Un’attenzione particolarissima merita il suo rapporto con il seminario. Capace di costruire futuro, comprese subito l’importanza delle vocazioni al presbiterato. Si spese con tutte le sue energie perché ogni ragazzo che arrivava in seminario potesse seguire la sua chiamata. Pronta al sostegno, disponibile all’insegnamento e soprattutto desiderava che il seminario fosse presente in ogni iniziativa e attività. Aveva compreso che la presenza del seminario era già proposta vocazionale.
Amò la Chiesa, senza lamentele o recriminazioni, anche quando le causò sofferenza.
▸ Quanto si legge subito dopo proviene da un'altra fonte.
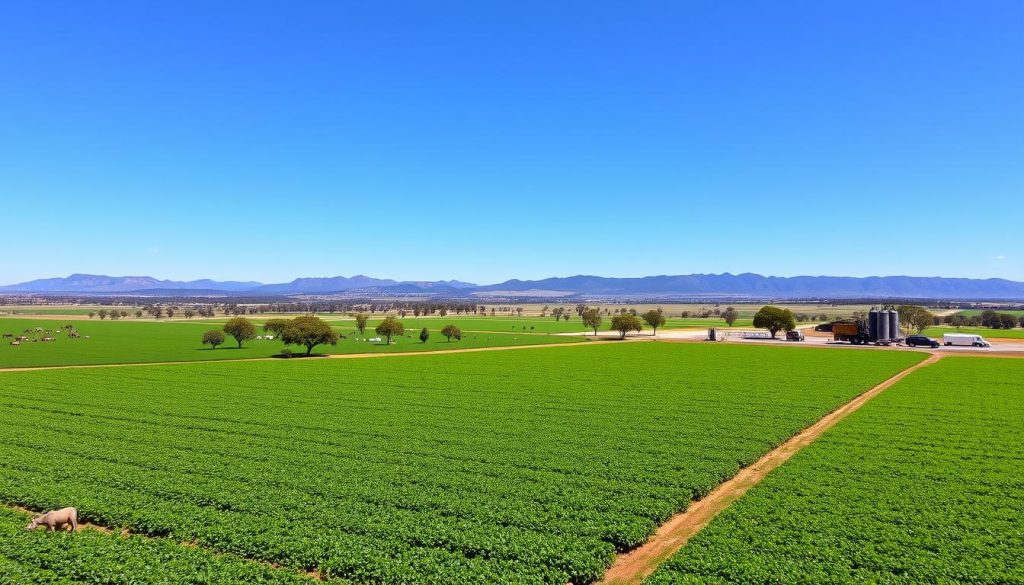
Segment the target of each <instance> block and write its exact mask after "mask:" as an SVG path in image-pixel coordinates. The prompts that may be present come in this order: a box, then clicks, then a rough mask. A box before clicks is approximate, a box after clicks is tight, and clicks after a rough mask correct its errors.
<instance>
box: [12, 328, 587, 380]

Ave, donna eremita! Gli ultimi anni della sua vita li ha vissuti nel chiuso della sua casa: eremo e oasi di pace. Impossibilitata a camminare, continuò a essere vicina a tutti e a ciascuno: finché le condizioni di salute glielo hanno permesso, ha continuato a scrivere le sue lettere per dire la sua vicinanza in ogni ricorrenza e condividere gioie e dolori. Il suo telefono era sempre in funzione: telefonate brevissime e intense.
La sua gioia fu piena quando il suo eremo divenne luogo di celebrazione eucaristica. Accoglieva le persone che venivano a condividere il rendimento di grazie offrendo a ciascuna una parola, un sorriso e un abbraccio. Partecipava all’eucarestia con grande raccoglimento e sempre indicava al celebrante qualche persona per cui pregare in particolare. Quando le condizioni di salute non le hanno più permesso il dialogo profondo con le persone, il suo eremo l’ha accolta come grembo e a noi è mancata la sua parola e il suo sorriso.
Ave, donna del grazie! Tutte le occasioni erano buone per ringraziare. Ringraziava Dio perché l’aveva amata e scelta; ringraziava tutti perché di ognuno coglieva il bene, anche quando era difficile trovarlo. L’ultimo periodo della sua vita è stato un grazie continuo; come se non sapesse dire altro. Adesso che la sua contemplazione è piena e totale, Ave non dice più grazie ma è diventata il nostro grazie perenne a Dio.